Смена темы была довольно резкой, но тен Лорана это не смутило.
— Мы с вами и не встречаемся, тэа, а каждый раз сталкиваемся при весьма необычных обстоятельствах. Может, именно в данный момент вам очень хочется о них рассказать?
— Рассказать? О чем мне хочется рассказать? — Я даже испугалась требовательного тона и испытующего взгляда. Это слишком проницательное сновидение или… Неужели все происходит наяву?
— Например, о каком-нибудь старом заклятии, найденном случайно, а может быть, и нарочно. Иначе как объяснить, тэа, что вы попадаете в такие невообразимые ситуации?
Слова «а я вас каждый раз спасаю» повисли в воздухе. Хотелось спрятаться под одеяло, и я опустила глаза, точно провинившийся ребенок, но не спешила приступать к объяснениям. Как ему раскрыть правду? Пускай кольцо заблокировано, клятва-то действует. Жаль, что вместе со способностью кольца бить других представителей мужского пола Эсташ заодно помолвку не отменил и нерушимое обещание не снял.
— Будете молчать?
Я тяжело вздохнула:
— А вы будете на меня воздействовать?
— В вашем состоянии это нежелательно. Печально, что сами рассказать не стремитесь.

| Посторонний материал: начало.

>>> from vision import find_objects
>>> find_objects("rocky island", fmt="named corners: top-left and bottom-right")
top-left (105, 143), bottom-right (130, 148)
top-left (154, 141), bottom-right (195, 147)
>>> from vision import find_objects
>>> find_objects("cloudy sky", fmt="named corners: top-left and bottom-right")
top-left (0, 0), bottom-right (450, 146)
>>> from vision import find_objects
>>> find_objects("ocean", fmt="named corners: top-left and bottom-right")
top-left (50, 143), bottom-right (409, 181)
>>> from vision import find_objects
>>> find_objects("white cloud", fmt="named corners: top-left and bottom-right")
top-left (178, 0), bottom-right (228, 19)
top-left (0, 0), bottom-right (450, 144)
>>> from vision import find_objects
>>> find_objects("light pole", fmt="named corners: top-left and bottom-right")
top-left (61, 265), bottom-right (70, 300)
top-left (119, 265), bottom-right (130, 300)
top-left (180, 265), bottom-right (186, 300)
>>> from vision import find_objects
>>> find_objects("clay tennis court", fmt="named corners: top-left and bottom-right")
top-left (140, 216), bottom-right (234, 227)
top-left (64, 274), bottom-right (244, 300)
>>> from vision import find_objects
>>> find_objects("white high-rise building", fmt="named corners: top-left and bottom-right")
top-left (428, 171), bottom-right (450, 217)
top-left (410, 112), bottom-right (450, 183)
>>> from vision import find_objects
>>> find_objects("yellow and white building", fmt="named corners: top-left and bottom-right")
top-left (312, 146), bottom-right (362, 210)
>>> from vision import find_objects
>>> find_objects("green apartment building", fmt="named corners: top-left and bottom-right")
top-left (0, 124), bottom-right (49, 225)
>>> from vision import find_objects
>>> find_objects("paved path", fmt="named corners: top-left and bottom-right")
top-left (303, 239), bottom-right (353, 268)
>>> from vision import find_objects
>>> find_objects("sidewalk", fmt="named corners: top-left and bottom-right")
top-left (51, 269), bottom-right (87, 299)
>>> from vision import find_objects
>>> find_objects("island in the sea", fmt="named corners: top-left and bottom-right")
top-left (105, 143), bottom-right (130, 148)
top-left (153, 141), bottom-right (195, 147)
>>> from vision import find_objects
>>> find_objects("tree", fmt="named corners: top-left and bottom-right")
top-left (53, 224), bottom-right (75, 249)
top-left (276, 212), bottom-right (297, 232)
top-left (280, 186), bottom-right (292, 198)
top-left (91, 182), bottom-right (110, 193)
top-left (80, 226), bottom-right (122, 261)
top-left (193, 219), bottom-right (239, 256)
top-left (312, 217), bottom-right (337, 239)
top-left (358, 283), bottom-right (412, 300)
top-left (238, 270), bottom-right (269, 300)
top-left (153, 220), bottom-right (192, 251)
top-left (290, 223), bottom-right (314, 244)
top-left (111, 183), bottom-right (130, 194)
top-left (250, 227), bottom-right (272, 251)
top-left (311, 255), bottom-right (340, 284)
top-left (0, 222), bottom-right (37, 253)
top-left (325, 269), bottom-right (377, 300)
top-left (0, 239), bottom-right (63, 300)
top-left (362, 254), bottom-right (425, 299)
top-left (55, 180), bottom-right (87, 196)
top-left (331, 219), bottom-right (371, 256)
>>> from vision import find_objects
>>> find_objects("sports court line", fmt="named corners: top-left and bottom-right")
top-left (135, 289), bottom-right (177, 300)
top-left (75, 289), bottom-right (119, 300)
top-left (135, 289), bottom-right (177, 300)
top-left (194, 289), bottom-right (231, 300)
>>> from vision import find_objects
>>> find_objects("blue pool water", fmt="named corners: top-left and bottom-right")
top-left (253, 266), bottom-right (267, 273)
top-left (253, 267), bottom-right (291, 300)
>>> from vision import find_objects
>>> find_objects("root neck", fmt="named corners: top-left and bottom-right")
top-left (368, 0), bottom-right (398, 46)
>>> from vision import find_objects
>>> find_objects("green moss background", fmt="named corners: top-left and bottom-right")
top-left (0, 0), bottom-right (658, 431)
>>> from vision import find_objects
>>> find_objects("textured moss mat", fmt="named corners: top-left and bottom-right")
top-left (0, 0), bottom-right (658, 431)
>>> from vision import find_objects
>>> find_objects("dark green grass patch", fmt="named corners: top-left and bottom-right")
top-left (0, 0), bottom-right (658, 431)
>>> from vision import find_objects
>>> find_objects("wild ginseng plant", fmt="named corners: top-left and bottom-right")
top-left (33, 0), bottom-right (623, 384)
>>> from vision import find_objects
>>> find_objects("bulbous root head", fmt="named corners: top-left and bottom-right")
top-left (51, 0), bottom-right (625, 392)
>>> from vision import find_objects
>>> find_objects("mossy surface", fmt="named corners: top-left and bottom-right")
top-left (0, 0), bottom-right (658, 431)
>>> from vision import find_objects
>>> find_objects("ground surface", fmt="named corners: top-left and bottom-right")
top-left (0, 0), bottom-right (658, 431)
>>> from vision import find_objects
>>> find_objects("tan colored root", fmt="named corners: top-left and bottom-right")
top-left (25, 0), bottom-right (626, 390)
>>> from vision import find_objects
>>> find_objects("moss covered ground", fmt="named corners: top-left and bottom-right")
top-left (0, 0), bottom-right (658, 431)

Я продолжала внимательно изучать одеяло.
— Как хотите, Мариона, — резко вымолвил он после нескольких минут молчания, и впервые в голосе тен Лорана мне послышался гнев.
— Я убедился, что вы в порядке, тэа Эста. Завтра гипс снимут и сможете вернуться к обычному ритму жизни.
— И танцевать смогу на выступлении?
— Хоть весь день танцуйте, не повредит.
Ничего себе! Он точно злится.
— Спокойной вам ночи, тэа.
Очень сильно злится. Никогда не слышала, как слово тэа произносят таким образом, чтобы каждая буква звучала жестко и хлестко.
Он отвернулся и направился к двери, а на меня вдруг накатила мысль: он же меня спас! И хоть спасибо надо сказать, пока есть шанс.
— Арис Лоран! — Вывернувшись из-под одеяла, уронив его на пол, я довольно неуклюже ринулась к двери, поскольку плавно перемещаться с загипсованной рукой было невозможно.
Он обернулся, когда я его уже догнала и замерла в одном шаге. Вот такая взъерошенная, в белой больничной рубашке, ни разу не хрупкая недомогающая дева, по-благородному бледная и отчаянно прекрасная, а всклокоченное чудо в бинтах. Я бы хотела патетически сложить у груди в молитвенном жесте ладони и рассыпаться в благодарностях, но замешкалась из-за невозможности шевелить рукой. А замешкавшись, смутилась и растерялась.
Эсташ опустил взгляд вниз, на мои босые ноги, и сказал:
— Вернитесь в постель, тэа, пол холодный.
От очередного проявления его заботы чувство признательности напрочь снесло плотину сдержанности, а глаза защипало от слез. Голова поникла, я пыталась не плакать, но выговорить слова благодарности вновь не могла.
Эсташ больше не стал взывать к здравому смыслу, убедившись в его полном отсутствии, а без лишних уговоров наклонился и подхватил меня на руки. В растерянности я даже позабыла о слезах и уткнулась носом в широкое плечо.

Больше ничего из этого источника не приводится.